On October 9, Huawei finalized a memorandum of understanding with Cote D’Ivoire that calls for the joint development of the country’s ICT sector under the “Digital Cote D’Ivoire 2030” initiative. The agreement also places the Chinese company at the forefront of Cote D’Ivoire’s broadband development strategy.
As of now, Cote D’Ivoire’s ICT sector remains underdeveloped, a reality that the country is seeking to change. In August 2020, the country ranked 124th and 109th in mobile and broadband speeds, respectively (data from the SpeedTest Global Index). According to the Cote D’Ivoire’s telecommunications regulator, as of 2018, the number of fixed internet subscribers in the country represented approximately 0.6% of the population.
Regarding the MoU, Huawei’s Vice President for West Africa, Li Yungao, expressed his wish that the cooperation agreement will form the impetus for “strong political will and concrete actions on the ground for a digitalized Cote D’Ivoire by 2030.”

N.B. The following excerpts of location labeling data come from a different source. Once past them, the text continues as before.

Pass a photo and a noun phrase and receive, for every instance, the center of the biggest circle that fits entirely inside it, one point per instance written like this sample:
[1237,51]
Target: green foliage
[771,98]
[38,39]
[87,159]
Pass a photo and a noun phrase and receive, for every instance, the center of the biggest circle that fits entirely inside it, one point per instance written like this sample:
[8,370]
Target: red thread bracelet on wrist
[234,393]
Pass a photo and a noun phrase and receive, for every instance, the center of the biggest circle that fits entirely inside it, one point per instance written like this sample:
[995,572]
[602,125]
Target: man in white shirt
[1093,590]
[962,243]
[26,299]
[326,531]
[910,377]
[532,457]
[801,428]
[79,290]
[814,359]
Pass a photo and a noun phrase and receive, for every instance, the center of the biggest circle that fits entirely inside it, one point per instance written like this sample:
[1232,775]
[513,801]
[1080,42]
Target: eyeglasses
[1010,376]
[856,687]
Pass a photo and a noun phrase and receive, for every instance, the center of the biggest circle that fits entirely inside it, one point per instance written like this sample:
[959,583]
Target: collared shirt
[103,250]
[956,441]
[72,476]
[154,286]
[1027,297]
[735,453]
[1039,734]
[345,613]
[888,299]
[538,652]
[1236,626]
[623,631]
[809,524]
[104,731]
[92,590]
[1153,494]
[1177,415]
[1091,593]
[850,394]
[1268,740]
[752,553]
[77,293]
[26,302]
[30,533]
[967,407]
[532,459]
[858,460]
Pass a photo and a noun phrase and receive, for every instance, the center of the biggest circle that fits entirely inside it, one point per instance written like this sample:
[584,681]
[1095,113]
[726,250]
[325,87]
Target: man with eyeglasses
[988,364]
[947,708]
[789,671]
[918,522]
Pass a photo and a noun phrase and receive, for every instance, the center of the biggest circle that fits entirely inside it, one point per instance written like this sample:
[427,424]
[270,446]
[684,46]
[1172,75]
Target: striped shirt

Despite increasing caution in Western ICT markets regarding exposure to state-linked Chinese telecommunications services and components, major Chinese telecoms such as Huawei and ZTE continue to make forays into the African ICT sector. This month, MTN Zambia contracted China’s ZTE Corporation to build a critical fiber-optic backbone that will connect the country to a transnational submarine cable.